Personal information
- Full name: Sergio Corino Ramón
- Date of birth: 10 October 1974 (age 51)
- Place of birth: Bilbao, Spain
- Height: 1.82 m (6 ft 0 in)
- Position: Centre-back

Youth career
- 1991–1993: Athletic Bilbao

Senior career*
- Years: Team / Apps / (Gls)
- 1993–1996: Bilbao Athletic / 77 / (4)
- 1996–1999: Athletic Bilbao / 15 / (0)
- 1996: → Mérida (loan) / 16 / (3)
- 1997–1999: → Salamanca (loan) / 67 / (3)
- 1999: Espanyol / 4 / (0)
- 1999–2001: Real Sociedad / 28 / (0)
- 2001–2004: Rayo Vallecano / 76 / (6)
- Total:  / 283 / (16)

International career
- 1992: Spain U18 / 2 / (0)
- 1992: Spain U19 / 7 / (1)
- 1994–1996: Spain U21 / 4 / (0)
- 1996: Spain U23 / 3 / (0)

Medal record
Men's football
Representing Spain
UEFA European Under-21 Championship
| Runner-up | 1996 Spain |  |

= Sergio Corino =

Spanish footballer

Sergio Corino Ramón (born 10 October 1974) is a Spanish former professional footballer who played mainly as a central defender.

==Club career==
Born in Bilbao, Biscay, Corino was a product of Athletic Bilbao's prolific youth system at Lezama, spending nearly three seasons with the reserve side in the Segunda División to kickstart his senior career. On 18 October 1994, one week after his 20th birthday, he made his debut with the main squad, playing six minutes in a 3–2 loss against Newcastle United at St James' Park in the UEFA Cup (3–3 aggregate win).

In the 1996 January transfer window, Corino was loaned to CP Mérida also in La Liga, appearing regularly with the Extremadurans during the campaign and still managing to score three goals, but with his team being relegated. He then returned to the San Mamés Stadium for his only full season with the club, featuring sparingly (15 games, 18 in all competitions) as it qualified for European competition after finishing sixth.

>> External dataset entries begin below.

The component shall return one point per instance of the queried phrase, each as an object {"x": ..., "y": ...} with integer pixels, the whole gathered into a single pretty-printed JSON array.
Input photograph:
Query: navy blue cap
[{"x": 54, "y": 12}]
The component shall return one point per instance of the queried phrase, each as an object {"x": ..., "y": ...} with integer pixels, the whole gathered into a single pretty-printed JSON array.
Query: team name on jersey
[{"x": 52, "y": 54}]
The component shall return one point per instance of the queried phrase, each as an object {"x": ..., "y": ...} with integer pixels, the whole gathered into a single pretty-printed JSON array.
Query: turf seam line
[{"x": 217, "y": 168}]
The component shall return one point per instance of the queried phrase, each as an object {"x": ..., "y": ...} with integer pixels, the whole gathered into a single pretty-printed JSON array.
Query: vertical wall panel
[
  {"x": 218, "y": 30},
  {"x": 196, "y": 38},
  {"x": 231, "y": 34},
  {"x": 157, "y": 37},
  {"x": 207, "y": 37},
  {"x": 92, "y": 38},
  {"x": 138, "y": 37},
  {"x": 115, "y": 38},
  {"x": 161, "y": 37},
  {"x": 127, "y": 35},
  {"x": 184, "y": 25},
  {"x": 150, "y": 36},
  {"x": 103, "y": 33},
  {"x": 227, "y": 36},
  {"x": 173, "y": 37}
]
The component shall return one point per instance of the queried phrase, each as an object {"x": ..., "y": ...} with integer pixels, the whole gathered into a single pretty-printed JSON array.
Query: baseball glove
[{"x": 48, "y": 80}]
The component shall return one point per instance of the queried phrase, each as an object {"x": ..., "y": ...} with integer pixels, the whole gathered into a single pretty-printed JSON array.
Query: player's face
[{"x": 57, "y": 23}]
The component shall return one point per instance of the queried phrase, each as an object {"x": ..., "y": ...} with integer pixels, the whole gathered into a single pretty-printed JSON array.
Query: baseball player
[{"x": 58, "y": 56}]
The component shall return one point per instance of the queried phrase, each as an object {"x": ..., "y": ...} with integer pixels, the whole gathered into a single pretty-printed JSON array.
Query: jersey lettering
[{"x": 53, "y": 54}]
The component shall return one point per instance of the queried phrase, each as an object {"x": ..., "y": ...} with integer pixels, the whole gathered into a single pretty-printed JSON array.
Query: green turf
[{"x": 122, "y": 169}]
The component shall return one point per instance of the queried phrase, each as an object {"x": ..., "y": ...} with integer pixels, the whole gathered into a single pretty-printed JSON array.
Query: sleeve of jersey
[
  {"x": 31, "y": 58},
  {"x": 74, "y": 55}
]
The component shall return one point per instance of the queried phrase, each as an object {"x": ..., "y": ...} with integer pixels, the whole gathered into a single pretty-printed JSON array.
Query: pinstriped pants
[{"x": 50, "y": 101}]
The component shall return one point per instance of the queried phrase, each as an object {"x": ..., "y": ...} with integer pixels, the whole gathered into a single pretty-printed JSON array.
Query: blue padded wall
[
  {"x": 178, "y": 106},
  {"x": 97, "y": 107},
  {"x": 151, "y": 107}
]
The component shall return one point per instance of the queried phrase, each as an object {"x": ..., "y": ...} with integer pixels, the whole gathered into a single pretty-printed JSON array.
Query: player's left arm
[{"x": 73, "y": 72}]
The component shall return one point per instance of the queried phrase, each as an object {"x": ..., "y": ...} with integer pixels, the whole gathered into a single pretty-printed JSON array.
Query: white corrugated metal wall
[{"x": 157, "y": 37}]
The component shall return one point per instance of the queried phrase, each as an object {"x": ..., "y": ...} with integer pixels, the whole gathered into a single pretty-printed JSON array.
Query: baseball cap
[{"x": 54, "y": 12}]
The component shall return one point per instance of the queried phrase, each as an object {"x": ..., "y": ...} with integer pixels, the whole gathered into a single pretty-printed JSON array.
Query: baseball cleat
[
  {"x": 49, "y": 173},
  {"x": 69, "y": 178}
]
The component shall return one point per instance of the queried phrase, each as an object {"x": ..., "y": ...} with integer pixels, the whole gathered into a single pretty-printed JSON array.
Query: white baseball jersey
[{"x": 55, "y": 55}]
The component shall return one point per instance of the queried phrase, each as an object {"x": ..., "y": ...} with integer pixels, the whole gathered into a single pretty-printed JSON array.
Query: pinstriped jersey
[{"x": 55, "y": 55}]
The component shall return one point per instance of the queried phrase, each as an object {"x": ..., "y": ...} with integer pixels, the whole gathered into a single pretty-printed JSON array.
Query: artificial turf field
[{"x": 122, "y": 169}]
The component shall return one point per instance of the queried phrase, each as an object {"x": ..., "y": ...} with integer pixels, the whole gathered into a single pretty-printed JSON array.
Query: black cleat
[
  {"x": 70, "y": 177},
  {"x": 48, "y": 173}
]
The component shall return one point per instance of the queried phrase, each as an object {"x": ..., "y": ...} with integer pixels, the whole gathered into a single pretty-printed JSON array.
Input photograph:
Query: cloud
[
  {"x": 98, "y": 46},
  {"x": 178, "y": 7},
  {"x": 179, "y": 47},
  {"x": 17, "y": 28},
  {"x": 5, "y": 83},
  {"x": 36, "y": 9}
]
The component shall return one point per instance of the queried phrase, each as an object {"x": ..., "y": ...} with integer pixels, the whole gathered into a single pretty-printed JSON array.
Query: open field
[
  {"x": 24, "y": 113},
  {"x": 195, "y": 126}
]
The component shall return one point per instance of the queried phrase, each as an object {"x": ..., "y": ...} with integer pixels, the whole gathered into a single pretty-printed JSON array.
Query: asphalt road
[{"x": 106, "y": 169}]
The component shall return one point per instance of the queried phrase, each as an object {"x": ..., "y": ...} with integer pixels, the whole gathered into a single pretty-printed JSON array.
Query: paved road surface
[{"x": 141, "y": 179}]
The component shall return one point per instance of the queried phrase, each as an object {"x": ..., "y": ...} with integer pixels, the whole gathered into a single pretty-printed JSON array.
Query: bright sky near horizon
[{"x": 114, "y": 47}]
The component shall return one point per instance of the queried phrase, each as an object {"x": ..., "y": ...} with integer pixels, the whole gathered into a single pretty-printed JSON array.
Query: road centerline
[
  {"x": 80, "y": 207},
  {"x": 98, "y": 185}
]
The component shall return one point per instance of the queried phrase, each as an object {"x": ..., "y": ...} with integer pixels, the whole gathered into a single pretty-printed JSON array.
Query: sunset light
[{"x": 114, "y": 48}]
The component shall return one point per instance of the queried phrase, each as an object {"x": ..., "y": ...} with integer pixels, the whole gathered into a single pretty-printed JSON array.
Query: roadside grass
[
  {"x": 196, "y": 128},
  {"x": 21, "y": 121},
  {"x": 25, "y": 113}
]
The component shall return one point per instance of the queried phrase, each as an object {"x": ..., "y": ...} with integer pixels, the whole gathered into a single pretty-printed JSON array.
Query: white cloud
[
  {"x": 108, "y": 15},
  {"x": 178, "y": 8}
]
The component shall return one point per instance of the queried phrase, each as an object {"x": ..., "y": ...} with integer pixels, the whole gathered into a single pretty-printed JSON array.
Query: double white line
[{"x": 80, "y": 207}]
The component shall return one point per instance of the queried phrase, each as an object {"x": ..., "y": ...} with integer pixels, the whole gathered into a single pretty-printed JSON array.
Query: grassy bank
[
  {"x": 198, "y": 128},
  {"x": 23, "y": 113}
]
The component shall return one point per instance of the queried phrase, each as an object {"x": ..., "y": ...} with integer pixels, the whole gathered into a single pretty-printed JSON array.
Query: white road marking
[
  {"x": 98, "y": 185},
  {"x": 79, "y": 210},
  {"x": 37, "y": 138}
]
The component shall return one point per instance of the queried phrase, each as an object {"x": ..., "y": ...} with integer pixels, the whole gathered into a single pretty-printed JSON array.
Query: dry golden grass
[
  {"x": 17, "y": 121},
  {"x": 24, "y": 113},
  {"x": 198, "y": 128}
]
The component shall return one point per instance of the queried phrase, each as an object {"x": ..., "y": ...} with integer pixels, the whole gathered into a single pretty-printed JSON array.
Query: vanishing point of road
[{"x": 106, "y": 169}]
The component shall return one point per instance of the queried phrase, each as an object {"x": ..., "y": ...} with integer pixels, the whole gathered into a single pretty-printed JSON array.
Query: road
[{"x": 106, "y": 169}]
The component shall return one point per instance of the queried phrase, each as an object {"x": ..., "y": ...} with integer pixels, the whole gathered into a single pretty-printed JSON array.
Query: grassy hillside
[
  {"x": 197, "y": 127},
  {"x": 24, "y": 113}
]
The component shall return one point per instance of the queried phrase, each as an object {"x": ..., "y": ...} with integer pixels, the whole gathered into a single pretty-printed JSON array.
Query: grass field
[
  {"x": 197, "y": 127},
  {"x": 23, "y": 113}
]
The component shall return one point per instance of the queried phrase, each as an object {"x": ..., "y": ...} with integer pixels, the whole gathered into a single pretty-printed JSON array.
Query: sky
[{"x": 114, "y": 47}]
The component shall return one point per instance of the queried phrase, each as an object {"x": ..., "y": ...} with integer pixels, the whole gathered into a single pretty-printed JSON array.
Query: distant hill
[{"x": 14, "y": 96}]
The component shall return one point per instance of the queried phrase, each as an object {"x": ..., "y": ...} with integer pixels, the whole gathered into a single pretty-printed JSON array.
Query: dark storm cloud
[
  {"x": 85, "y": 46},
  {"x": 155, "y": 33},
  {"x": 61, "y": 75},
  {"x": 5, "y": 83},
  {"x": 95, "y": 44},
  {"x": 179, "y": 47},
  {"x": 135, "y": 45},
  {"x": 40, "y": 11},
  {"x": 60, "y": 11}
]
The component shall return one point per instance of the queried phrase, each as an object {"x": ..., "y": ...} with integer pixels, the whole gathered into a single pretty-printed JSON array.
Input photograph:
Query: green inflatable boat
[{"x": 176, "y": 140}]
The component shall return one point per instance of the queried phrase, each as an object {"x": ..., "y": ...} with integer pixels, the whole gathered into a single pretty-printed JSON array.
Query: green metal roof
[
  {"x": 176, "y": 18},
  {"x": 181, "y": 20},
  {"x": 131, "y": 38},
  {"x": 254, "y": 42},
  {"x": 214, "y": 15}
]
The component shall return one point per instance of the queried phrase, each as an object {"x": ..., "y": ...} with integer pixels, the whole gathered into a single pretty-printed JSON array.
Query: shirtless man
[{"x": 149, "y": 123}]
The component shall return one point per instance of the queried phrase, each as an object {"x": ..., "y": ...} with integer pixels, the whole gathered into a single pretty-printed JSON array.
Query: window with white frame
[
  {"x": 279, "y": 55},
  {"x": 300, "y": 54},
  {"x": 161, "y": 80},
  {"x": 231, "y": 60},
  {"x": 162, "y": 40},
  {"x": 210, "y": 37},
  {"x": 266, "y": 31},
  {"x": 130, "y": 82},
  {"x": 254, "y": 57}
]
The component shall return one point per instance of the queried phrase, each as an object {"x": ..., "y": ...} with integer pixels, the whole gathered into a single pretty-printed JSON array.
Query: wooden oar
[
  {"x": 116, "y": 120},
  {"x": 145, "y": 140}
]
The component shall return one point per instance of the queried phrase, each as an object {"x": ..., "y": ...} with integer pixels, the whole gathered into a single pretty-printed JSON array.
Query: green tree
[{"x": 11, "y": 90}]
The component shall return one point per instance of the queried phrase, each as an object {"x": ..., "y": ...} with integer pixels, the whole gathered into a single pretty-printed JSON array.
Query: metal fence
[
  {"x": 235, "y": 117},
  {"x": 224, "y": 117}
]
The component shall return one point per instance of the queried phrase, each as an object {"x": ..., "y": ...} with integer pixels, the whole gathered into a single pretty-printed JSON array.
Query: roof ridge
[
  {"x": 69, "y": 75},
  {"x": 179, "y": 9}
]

Still owned by Athletic, Corino signed for another team in the top division, UD Salamanca, being an undisputed starter and suffering relegation in his second year. Subsequently, he represented RCD Espanyol until January 2000 before joining Athletic neighbours Real Sociedad, where he had several run-ins with Welsh manager John Toshack.

Corino joined Rayo Vallecano in summer 2001, experiencing his best year in his first season with five goals in 28 matches as the Madrid outskirts side finished in 11th position in the main tier after a spectacular effort in the final months. In his final two campaigns, however, they were consecutively relegated to Segunda División B, and the player retired from the game aged 29 due to recurrent injury problems, having made 297 appearances as a professional.

==International career==
Corino was part of the Spanish squad at the 1996 Summer Olympics in Atlanta, appearing in two group-stage matches plus the 4–0 quarter-final loss against eventual finalists Argentina.